Computational biologists typically need a bachelor’s degree in biology, computer science, mathematics, or a related field. Regardless of your major, success in computational biology requires a good understanding of biological systems. Taking life sciences classes in addition to computer classes is important. Some universities offer undergraduate degrees in computational biology. A master’s or doctoral degree is not usually required but can help computational biologists advance their careers or pursue a specific area of research.

As a computational biologist, much of your time will be spent designing, analyzing, and interpreting data from experiments and research. This includes using data analysis to identify patterns in biological data, such as gene expression or protein levels, or to identify anomalies in data, which can help pinpoint problems with experiments or research. Computational biologists often work in teams to solve complex problems, so effective communication is important for collaborating with other scientists and conveying the results of experiments. Computational biologists also often present their research at conferences and write articles for scientific journals.

Selecting and using appropriate software is key to becoming a successful computational biologist. This means understanding the underlying methods and algorithms to determine if they are suited for the dataset you are working with. Working knowledge of scripting and programming languages like R, Python, and Java is also paramount. 

Spotlight: Computational biologist John Lovell and GENESPACE  

John Lovell, PhD, is a computational biologist at the HudsonAlpha Institute for Biotechnology. He is the Evolutionary Analysis Group Lead at the HudsonAlpha Genome Sequencing Center (GSC). The GSC team is an expert in high-quality genome sequencing, assembly, and analysis. The team is at the cutting edge of advanced genomic sequencing technology, continually improving computational tools, assembly, and annotation. Members of the GSC team have generated and publicly released reference genomes for more than 180 plants. 

As part of his role at the GSC, Dr. Lovell performs detailed genome comparisons both within and between species, a sub-field of computational biology called “comparative genomics.” Identifying DNA sequences that have been conserved in many different organisms over evolutionary time is an important step in understanding the genome itself. Comparative genomics provides a powerful tool for understanding evolution and how living things have adapted over time. This helps build knowledge around genes and how they influence the health and survival of organisms. In the case of agricultural genomics, comparative studies let breeders connect DNA sequences to genes with known functions, which can accelerate crop improvement relative to climate change, drought, and disease. 

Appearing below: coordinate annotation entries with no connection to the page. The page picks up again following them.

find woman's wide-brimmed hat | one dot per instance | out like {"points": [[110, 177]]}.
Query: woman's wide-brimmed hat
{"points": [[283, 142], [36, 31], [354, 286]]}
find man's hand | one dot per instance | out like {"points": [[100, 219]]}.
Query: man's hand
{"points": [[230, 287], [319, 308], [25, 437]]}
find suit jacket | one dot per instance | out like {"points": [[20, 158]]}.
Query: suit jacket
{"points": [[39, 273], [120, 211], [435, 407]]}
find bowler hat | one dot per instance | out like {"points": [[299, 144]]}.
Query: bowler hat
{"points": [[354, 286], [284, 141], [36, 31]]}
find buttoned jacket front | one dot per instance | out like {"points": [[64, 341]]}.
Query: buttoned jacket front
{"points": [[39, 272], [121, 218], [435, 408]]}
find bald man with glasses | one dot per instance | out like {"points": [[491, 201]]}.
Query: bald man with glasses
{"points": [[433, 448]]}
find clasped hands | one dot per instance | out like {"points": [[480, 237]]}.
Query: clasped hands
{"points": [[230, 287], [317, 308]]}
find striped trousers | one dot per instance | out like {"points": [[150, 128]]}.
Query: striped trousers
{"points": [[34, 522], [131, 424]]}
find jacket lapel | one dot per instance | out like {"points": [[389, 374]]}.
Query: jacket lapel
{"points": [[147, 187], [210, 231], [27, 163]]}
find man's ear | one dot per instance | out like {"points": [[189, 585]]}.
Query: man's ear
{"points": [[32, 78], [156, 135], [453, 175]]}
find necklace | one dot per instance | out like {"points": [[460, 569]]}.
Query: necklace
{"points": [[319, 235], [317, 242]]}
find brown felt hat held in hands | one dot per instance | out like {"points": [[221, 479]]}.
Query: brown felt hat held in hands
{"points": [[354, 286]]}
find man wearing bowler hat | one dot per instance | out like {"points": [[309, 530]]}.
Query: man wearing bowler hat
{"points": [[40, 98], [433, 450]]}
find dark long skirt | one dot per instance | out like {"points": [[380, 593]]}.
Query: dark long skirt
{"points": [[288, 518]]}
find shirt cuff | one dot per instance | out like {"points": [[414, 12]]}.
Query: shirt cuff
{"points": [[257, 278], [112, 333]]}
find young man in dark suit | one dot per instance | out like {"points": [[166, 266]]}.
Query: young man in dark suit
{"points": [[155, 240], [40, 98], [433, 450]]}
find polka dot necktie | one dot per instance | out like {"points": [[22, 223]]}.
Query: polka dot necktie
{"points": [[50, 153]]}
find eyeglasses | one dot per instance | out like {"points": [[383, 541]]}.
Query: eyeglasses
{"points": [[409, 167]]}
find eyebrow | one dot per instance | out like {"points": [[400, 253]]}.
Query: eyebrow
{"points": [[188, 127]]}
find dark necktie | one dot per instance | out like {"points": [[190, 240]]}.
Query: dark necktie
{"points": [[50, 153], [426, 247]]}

Although comparing closely related species is more commonplace today, comparing more distantly related organisms remains difficult. One major challenge is that genes are often lost, duplicated, or repurposed during evolution. This makes it hard to know if distantly related species use similar genes for similar roles. 

Dr. Lovell and other members of the GSC team recently released a new computational tool called GENESPACE that helps address these problems. GENESPACE is a software that links similarities between DNA sequences to the order of genes in a genome, allowing researchers to visualize and explore related DNA sequences and determine whether genes have been lost or duplicated. The team demonstrated the value of GENESPACE by looking at evolution in vertebrates and flowering plants. The software highlighted shared sequences between unique sex chromosomes in birds and mammals. It also tracked the positions of genes important in the evolution of grass crops like maize, wheat, and rice. 

GENESPACE is an important tool that can help researchers better understand the evolution of important sections of the genome and allow them to find target genes for applications like crop improvement.  The software is easy to use, even for researchers with few programming skills. It is freely available here.